Entre las demandas de Garrido destacan la necesidad de profundizar en la reforma laboral que hicieron los populares en 2012 y cuya derogación Unidas Podemos exige para apoyar a Sánchez. En concreto, el líder patronal consideró que “el mercado laboral es flexible y su legislación también debería serlo”. En este sentido, mostró su preocupación por la nueva obligatoriedad del registro horario.

En materia fiscal, Garrido reclamó una rebaja impositiva en Madrid, porque “a mayor presión fiscal, menos actividad, menos empleo y menos recaudación”, ha dicho. Esta terna de peticiones se completa con una rebaja de cotizaciones sociales que, según ha dicho, están entre las más elevadas de Europa, "algo que es incomprensible con la elevada tasa de empleo de España", se ha quejado.

Asimismo ha reclamado la "todavía pendiente" reforma de la Administración Pública para simplificar los trámites administrativos y ha reclamado "el legítimo derecho (de los empresarios) a disfrutar del beneficio", aunque parte de él se destine a la reinversión.

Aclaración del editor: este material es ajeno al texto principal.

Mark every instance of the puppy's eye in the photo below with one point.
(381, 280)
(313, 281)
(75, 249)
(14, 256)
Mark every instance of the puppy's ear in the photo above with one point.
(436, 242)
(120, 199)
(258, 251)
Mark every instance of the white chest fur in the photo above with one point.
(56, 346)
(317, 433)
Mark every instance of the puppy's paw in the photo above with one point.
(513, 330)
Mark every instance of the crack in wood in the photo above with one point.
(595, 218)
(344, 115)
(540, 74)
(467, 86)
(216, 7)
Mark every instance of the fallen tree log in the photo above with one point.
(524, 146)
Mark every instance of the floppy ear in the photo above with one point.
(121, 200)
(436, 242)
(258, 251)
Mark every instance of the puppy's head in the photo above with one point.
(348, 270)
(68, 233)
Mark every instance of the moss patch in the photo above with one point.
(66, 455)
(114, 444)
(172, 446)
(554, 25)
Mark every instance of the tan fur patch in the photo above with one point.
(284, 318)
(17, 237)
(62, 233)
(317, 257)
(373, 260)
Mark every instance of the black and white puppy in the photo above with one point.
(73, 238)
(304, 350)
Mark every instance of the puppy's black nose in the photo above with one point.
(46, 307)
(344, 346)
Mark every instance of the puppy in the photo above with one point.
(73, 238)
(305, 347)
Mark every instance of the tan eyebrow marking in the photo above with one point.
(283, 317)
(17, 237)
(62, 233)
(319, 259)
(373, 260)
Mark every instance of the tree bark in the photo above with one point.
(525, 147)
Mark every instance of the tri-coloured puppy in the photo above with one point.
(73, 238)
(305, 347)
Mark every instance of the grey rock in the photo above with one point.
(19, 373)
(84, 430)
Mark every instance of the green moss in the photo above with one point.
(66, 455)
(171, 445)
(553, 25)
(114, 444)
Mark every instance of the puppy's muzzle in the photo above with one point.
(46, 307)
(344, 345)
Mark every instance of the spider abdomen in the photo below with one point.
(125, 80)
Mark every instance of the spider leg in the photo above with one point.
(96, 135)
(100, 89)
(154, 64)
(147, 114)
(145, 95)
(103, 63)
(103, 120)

Garrido también ha pedido a Martínez Almeida “que escuche la voz de los empresarios” sobre las restricciones de tráfico de Madrid Central. El nuevo alcalde de la capital ha admitido que existe “un problema de contaminación”, pero ha indicado que hay que solucionarlo “sin perjudicar la movilidad de los madrileños, a los que habrá que dar alternativas más que suficientes”.

Por su parte, Reyes Martoto ha anunciado ante los dirigentes empresariales que el futuro Ejecutivo socialista negociará un pacto de Estado y una ley para el sector industrial.

Garrido ha sustituido al frente de CEIM a Juan Pablo Lázaro, que ya anunció en abril pasado que abandonaría este puesto y la vicepresidencia de la patronal española CEOE para dedicarse plenamente a su empresa Sending Transporte Urgente.

 

La patronal madrileña CEIM ha pasado en diez años de tener 22 millones de euros de presupuesto anual a 2,5 millones de euros. En este tiempo la plantilla de trabajadores también se ha reducido de 50 a 20 empleados. Pero, sobre todo, CEIM ha dejado de prestar servicios a los empresarios (algo que deja para la Cámara de Comercio) y se ha convertido en un lobby institucional, según ha reconocido su nuevo presidente, Miguel Garrido.